TikTok ha enfrentado problemas con reguladores en varios países debido a su gestión de contenido dirigido a menores. En 2023, la empresa se vio obligada a cumplir con una nueva normativa en Europa que exigía a los usuarios recibir un feed no personalizado, separando la lógica de recomendación de la de personalización. En 2022, anunció que limitaría la aparición de contenido para adultos en los feeds de usuarios menores. En 2021, se enfrentó a demandas por el uso masivo de datos de niños sin el consentimiento de sus padres.
El patrón muestra que TikTok tiende a anunciar compromisos de seguridad bajo presión regulatoria, sin embargo, los reguladores han encontrado que estos compromisos a menudo no se implementan adecuadamente o coexisten con prácticas que los contradicen. El experimento que desactivó el filtro de seguridad no infringe ningún compromiso formal de la empresa, ya que estos nunca establecen explícitamente que no realizarán experimentos A/B con medidas de seguridad.
Las cartas enviadas al Congreso tienen el potencial de obligar a la transparencia, ya que TikTok debe responder formalmente a las inquietudes planteadas. Sin embargo, estas cartas no poseen poder ejecutivo directo. Si la respuesta de TikTok es evasiva o incompleta, los senadores podrían convocar audiencias, que podrían llevar a legislación o a referidos a la Comisión Federal de Comercio (FTC) o al Departamento de Justicia.
El caso de Chase Nasca ya se encuentra siendo litigado por su familia de manera independiente. Si se determina que TikTok sabía que su algoritmo estaba proporcionando contenido dañino repetidamente y no tomó medidas, la responsabilidad legal de la empresa podría ser significativa. La carta de los senadores transforma lo que podría haber sido un litigio civil individual en un asunto de supervisión del Congreso, alterando considerablemente la dinámica política y legal en torno a la compañía.

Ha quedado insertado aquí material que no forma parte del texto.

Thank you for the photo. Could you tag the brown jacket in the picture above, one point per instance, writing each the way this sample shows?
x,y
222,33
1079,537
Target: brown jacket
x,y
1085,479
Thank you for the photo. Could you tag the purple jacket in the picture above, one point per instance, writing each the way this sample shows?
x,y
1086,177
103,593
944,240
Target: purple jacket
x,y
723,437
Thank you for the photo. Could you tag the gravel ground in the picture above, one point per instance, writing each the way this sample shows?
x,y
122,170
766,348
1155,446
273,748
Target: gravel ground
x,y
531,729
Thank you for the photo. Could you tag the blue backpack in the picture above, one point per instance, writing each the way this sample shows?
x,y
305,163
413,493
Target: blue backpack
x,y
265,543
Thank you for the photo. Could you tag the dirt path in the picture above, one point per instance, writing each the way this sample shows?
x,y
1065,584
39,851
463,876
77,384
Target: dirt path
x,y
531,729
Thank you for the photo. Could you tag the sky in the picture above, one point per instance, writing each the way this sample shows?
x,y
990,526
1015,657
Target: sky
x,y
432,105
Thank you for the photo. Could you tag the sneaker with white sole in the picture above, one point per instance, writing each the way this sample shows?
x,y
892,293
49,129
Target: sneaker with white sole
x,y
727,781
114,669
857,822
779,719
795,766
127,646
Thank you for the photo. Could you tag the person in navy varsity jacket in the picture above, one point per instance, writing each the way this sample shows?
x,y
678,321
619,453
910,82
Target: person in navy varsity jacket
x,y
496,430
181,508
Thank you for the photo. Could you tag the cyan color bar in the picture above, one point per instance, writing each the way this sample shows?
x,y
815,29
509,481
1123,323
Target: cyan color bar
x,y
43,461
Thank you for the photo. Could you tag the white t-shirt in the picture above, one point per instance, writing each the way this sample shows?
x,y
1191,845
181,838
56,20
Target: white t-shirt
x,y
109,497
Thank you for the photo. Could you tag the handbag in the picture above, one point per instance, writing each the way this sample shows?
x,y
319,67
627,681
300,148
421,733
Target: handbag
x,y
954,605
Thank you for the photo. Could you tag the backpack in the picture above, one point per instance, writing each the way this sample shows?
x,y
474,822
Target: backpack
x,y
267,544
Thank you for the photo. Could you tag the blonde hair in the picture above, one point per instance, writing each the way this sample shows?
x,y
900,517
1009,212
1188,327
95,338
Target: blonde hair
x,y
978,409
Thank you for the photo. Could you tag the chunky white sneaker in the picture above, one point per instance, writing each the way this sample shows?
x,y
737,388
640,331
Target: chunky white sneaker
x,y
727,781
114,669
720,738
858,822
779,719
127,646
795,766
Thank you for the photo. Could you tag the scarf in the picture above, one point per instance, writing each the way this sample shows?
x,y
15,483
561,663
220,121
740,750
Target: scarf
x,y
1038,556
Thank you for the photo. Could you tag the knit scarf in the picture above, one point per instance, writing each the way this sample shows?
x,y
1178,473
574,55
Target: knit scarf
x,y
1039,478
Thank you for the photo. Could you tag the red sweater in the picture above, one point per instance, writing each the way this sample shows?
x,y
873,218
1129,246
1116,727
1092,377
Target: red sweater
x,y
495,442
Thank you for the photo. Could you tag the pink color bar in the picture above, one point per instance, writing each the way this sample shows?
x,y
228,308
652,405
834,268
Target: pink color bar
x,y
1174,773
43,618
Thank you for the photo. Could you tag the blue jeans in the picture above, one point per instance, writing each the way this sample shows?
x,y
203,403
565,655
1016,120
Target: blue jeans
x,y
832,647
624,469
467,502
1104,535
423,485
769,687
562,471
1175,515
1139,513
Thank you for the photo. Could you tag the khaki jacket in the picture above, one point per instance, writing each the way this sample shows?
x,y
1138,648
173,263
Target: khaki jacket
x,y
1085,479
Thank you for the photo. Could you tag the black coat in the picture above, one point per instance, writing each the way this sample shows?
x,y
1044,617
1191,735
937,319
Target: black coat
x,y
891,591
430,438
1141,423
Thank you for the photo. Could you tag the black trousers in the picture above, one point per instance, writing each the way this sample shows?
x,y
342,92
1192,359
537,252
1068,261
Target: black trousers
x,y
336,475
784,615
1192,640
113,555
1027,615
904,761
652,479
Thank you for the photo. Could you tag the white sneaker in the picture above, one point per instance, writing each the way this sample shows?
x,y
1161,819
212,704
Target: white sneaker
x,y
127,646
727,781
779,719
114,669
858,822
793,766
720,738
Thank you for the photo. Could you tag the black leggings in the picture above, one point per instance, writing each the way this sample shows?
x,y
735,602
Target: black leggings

La implicación más inquietante del experimento no es solo que TikTok desactivara el filtro, sino la hipótesis detrás de esta decisión: que el filtro estaba limitando el tiempo que los usuarios pasaban en la aplicación. Si esta hipótesis es correcta y el experimento lo confirma, el algoritmo de TikTok podría estar optimizando la exposición a contenido que asegura una alta retención, incluyendo material que trata sobre temas sensibles como la tristeza, la soledad y el suicidio. Esto no necesariamente implica que TikTok desee que sus usuarios vean este tipo de contenido, sino que es una consecuencia de un modelo de negocio que prioriza el engagement sin suficientes restricciones sobre el tipo de contenido que se puede utilizar para lograrlo.
Esta situación ha sido un punto de crítica en los litigios en curso contra TikTok, Meta y otras plataformas sociales. Los demandantes alegan que el problema no es que estas empresas deseen dañar a sus usuarios adolescentes, sino que su modelo de negocio, basado en la atención, crea incentivos para maximizar el tiempo de pantalla de cualquier forma que sea efectiva. En el caso de adolescentes vulnerables, esto puede incluir contenido con efectos negativos sobre la salud mental. El experimento del filtro no genera este argumento desde cero, pero complica su refutación. La carta de los senadores asegura que la documentación interna sobre este tema deberá hacerse pública, al menos en parte.